Antibacterial susceptibility analysis was carried out according to the Clinical and Laboratory Standards Institute (CLSI). Müller-Hinton broth (BD Biosciences, Franklin Lakes, NJ, USA) was used to measure the MIC at a total assay volume of 100 μL. Two-fold serial dilutions were prepared between the concentration range 0.01 μg/mL and 64 μg/mL. An initial bacterial inoculum was adjusted to OD600 = 0.06 and incubated with test compounds at 37 °C for 18–20 h. After incubation, the plates were read at OD600, and the lowest concentration of compound that inhibited bacterial growth was reported as the MIC.

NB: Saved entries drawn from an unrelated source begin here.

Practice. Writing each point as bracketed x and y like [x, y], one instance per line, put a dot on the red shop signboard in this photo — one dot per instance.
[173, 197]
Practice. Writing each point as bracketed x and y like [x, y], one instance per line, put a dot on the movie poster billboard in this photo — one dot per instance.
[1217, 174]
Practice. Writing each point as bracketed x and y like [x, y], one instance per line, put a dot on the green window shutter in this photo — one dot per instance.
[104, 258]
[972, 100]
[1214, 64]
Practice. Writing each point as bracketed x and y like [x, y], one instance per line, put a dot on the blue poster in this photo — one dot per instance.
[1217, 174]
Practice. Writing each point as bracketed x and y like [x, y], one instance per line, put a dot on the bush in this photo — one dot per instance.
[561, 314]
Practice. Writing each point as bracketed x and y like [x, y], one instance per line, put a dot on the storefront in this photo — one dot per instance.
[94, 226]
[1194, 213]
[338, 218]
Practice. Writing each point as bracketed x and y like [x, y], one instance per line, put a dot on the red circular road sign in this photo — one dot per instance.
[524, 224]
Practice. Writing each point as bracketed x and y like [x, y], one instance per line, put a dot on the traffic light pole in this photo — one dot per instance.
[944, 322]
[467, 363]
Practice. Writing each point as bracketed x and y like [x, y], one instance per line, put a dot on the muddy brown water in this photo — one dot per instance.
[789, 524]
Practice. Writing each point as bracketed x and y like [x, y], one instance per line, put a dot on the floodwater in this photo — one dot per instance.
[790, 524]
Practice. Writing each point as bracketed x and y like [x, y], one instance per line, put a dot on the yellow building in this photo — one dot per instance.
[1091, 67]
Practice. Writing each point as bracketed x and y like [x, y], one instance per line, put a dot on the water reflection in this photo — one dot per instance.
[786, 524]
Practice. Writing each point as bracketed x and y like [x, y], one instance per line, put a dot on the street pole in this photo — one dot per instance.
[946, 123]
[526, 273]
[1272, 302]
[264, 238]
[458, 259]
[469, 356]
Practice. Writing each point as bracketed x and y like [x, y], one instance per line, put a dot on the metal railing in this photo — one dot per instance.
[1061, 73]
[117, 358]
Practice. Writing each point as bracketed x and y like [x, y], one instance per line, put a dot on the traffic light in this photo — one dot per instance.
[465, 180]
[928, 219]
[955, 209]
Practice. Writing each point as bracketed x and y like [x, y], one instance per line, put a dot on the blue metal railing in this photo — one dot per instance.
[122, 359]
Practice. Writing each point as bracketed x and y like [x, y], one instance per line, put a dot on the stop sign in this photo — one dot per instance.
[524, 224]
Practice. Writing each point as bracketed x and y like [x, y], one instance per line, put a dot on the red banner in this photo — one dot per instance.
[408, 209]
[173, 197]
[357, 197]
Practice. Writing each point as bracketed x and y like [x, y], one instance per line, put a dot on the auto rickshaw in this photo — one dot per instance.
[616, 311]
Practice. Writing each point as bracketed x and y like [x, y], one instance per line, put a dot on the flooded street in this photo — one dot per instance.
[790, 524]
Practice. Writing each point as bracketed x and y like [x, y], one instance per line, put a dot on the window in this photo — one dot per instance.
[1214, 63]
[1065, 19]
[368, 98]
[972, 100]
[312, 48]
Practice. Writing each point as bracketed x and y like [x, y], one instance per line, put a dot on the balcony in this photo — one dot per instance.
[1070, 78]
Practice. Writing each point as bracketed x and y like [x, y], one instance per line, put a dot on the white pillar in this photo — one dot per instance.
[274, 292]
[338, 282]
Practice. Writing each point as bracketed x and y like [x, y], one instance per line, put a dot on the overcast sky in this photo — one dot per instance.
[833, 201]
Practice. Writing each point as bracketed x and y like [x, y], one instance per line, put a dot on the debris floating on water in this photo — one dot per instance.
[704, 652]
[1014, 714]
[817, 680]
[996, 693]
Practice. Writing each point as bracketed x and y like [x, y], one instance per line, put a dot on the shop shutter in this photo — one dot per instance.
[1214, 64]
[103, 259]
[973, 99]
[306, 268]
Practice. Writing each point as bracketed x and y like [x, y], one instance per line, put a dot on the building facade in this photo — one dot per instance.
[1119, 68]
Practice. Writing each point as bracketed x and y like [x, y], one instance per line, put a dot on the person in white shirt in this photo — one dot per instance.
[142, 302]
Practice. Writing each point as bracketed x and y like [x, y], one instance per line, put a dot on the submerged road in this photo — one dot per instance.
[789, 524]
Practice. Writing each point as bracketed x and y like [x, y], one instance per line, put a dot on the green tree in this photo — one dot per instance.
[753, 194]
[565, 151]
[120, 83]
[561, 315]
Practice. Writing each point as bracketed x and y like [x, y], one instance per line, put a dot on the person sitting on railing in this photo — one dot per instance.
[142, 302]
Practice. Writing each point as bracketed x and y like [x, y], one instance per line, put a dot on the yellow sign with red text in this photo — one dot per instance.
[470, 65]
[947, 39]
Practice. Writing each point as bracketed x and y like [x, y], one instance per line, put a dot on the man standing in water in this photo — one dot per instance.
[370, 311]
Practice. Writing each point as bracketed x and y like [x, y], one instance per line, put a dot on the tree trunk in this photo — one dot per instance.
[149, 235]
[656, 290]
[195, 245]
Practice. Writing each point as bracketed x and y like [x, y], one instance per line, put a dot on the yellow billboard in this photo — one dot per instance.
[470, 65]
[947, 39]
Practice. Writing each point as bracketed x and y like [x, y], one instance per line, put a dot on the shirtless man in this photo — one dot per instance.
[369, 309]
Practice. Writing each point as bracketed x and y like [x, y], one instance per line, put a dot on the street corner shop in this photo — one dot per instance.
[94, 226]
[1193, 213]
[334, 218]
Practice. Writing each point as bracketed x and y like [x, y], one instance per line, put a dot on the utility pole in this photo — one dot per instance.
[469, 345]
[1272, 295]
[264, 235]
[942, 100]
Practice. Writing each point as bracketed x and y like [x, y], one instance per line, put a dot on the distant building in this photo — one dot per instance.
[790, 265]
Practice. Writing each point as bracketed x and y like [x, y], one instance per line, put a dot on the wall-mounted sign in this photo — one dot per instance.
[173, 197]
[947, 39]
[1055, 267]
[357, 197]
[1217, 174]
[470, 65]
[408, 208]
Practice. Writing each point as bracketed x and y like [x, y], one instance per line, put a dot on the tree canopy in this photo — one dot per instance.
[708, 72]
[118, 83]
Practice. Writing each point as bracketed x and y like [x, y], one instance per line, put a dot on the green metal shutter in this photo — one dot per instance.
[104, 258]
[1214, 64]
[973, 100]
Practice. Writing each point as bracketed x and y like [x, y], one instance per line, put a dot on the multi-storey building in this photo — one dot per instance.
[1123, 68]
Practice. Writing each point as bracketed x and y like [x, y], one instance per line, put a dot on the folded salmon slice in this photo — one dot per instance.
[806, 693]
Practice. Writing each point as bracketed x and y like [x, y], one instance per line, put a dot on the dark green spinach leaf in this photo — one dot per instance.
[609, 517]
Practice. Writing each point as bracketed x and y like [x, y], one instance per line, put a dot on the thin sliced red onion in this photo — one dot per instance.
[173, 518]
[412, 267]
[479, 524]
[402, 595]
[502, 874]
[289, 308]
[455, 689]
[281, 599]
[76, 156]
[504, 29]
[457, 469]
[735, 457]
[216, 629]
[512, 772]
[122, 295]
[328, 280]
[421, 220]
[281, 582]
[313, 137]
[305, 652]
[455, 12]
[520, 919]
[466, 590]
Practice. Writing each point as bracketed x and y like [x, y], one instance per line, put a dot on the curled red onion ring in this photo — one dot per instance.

Intracellular Bacterial Killing Assay in Macrophages.
RAW 264.7 mouse macrophage cells were used to investigate the intracellular infection of MRSA-MW2 and intracellular killing efficiency of vancomycin loaded ReApoBds. The MRSA-MW2 infection assays were carried out in triplicate. Briefly, macrophages were cultured and maintained as described above. Cells (50,000) were seeded in 24-well plates 24 h prior to infection. The multiplicity of infection (MOI) 25 (i.e., 25 bacterial cells per macrophage) of MRSA-MW2 were added to macrophages for 2 h to allow phagocytosis. Planktonic bacteria were removed, and DMEM with 200 μg/mL gentamicin was added to cells for 2 h to inhibit/kill remaining extracellular bacteria. Antibiotic and serum-free DMEM with or without formulations were added, and the cells were incubated under 5% CO2 for 20 h. Intracellular S. aureus bacterium is able to replicate in and release from macrophages. To assess the intracellular and released bacterial cells, SDS was added to a final concentration of 0.02% (i.e., lyses only macrophages and not ingested bacteria). To assess the intracellular killing alone, the supernatant was removed and washed with PBS twice, and DMEM with 0.02% SDS was added to lyse macrophage to release intracellular bacteria. Cell lysates were diluted serially, and CFUs were enumerated by plating on TSA plates (total viable count). Free vancomycin (8 μg/mL) was used as a positive control and DMSO at a final concentration of <0.1% as the negative control.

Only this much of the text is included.